AbstractThe Barmer Basin is a poorly understood rift basin in Rajasthan, northwest India. Exposures in the Sarnoo Hills, situated along the central eastern rift margin of the Barmer Basin, reveal a sedimentary succession that accumulated prior to the main Barmer Basin rift event, and a rift‐oblique fault network that displays unusual geometries and characteristics. Here, we present a comprehensive study of Lower Cretaceous sedimentology on the basin margin, along with a detailed investigation of rift‐oblique faults that are exposed nowhere else in the region and provide critical insights into Barmer Basin evolution. Lower Cretaceous sediments were deposited within a rapidly subsiding alluvial plain fluvial system. Subsequent to deposition, the evolving Sarnoo Hills fault network was affected by structural inheritance during an early, previously unrecognised, rift‐oblique extensional event attributed to transtension between India and Madagascar, and formed a juvenile fault network within the immediate rift‐margin footwall. Ghaggar‐Hakra Formation deposition may have been triggered by early rifting which tectonically destabilised the Marwar Craton prior to the main northeast–southwest Barmer Basin rift event. The identification of early rifting in the Barmer Basin demonstrates that regional extension and the associated rift systems were established throughout northwest India prior to the main phase of Deccan eruptions.
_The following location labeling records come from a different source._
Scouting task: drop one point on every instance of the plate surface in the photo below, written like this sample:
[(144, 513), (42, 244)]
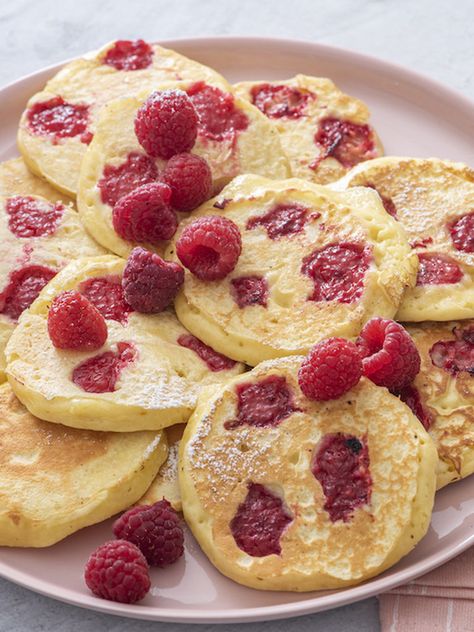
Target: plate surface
[(414, 116)]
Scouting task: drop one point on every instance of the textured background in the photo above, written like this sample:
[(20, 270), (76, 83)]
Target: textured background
[(433, 37)]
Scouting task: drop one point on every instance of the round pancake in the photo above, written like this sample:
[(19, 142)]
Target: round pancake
[(330, 525), (256, 149), (428, 196), (444, 397), (157, 378), (61, 241), (302, 105), (86, 84), (286, 313), (56, 480)]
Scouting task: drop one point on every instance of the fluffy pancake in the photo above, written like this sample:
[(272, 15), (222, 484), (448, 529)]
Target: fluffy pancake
[(288, 229), (443, 394), (270, 501), (74, 97), (324, 132), (254, 149), (55, 480), (157, 378), (434, 201)]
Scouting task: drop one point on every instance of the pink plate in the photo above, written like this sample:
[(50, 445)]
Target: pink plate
[(414, 116)]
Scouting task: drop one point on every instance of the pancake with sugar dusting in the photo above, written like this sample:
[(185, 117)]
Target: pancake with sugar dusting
[(283, 493), (146, 377), (442, 395), (56, 480), (314, 264), (434, 201), (324, 132), (233, 136), (60, 121)]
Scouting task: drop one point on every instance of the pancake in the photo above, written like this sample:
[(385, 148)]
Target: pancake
[(59, 122), (37, 238), (443, 394), (56, 480), (155, 378), (252, 146), (434, 201), (268, 498), (324, 132), (275, 302)]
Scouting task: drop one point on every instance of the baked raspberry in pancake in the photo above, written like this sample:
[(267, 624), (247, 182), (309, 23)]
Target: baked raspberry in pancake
[(313, 495)]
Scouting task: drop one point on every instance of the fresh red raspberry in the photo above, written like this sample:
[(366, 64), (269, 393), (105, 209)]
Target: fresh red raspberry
[(210, 247), (166, 124), (145, 215), (331, 368), (389, 355), (74, 323), (190, 180), (150, 284), (155, 529), (118, 571)]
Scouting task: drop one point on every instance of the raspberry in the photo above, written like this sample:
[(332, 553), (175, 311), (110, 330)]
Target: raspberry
[(74, 323), (166, 124), (144, 215), (331, 368), (210, 247), (118, 571), (190, 180), (150, 284), (389, 355), (155, 529)]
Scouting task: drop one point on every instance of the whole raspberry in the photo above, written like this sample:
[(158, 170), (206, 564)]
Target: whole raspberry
[(74, 323), (210, 247), (166, 124), (331, 368), (118, 571), (155, 529), (389, 355), (150, 284), (145, 215), (190, 180)]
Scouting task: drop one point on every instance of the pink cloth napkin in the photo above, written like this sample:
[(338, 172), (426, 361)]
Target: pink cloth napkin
[(442, 601)]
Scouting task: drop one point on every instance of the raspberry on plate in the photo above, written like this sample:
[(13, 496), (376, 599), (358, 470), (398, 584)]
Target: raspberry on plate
[(210, 247), (150, 283), (118, 571), (74, 323), (389, 355), (330, 369), (155, 529), (190, 180), (166, 124), (145, 215)]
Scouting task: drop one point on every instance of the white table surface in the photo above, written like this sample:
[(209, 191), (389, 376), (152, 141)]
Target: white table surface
[(432, 36)]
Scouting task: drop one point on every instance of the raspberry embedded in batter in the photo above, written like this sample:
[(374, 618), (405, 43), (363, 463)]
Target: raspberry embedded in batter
[(58, 119), (260, 522), (251, 290), (437, 269), (106, 294), (280, 221), (29, 217), (280, 101), (100, 373), (117, 182), (341, 465), (263, 404), (219, 119), (338, 271)]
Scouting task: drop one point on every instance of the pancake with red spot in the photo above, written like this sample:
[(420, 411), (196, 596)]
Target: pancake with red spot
[(314, 264), (283, 493)]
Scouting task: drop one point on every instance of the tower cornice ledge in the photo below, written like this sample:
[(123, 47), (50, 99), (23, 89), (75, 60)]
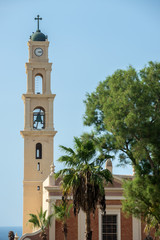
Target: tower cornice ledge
[(49, 133), (34, 64), (39, 43)]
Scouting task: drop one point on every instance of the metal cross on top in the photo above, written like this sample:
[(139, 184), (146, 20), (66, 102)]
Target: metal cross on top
[(38, 18)]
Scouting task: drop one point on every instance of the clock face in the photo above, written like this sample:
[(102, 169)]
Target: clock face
[(38, 52)]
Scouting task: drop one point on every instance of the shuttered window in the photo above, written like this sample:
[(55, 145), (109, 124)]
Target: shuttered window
[(109, 227)]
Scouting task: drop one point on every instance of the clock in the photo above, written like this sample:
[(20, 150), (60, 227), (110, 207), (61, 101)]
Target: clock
[(38, 52)]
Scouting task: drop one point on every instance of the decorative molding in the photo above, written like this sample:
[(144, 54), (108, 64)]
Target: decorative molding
[(27, 235)]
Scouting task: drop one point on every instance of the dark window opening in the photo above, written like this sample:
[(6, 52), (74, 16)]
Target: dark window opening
[(38, 166), (38, 84), (38, 151), (109, 227), (38, 119)]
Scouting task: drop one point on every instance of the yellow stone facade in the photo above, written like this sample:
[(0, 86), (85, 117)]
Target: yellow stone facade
[(38, 142)]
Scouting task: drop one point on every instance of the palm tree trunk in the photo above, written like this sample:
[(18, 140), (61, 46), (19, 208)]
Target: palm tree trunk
[(88, 227)]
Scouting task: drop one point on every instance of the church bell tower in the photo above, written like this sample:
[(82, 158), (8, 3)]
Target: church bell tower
[(38, 130)]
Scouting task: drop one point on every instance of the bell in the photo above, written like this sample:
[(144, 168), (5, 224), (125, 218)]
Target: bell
[(39, 119)]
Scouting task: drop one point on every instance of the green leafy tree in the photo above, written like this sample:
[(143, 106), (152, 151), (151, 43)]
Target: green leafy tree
[(62, 213), (41, 221), (125, 113), (84, 177)]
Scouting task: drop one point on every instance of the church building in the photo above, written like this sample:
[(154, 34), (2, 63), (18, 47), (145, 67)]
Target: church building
[(39, 186)]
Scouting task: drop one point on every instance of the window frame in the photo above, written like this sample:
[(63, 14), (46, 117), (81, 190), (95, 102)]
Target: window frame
[(111, 210), (40, 150)]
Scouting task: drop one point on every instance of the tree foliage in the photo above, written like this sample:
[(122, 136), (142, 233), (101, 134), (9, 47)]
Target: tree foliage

Inheritance of early oblique fault systems within the evolving Barmer Basin provides a robust explanation for poorly understood structural complications interpreted in the subsurface throughout the rift. Critically, the presence of syn‐rift sedimentary successions within older oblique rift systems obscured beneath the present‐day Barmer Basin has significant implications for hydrocarbon exploration.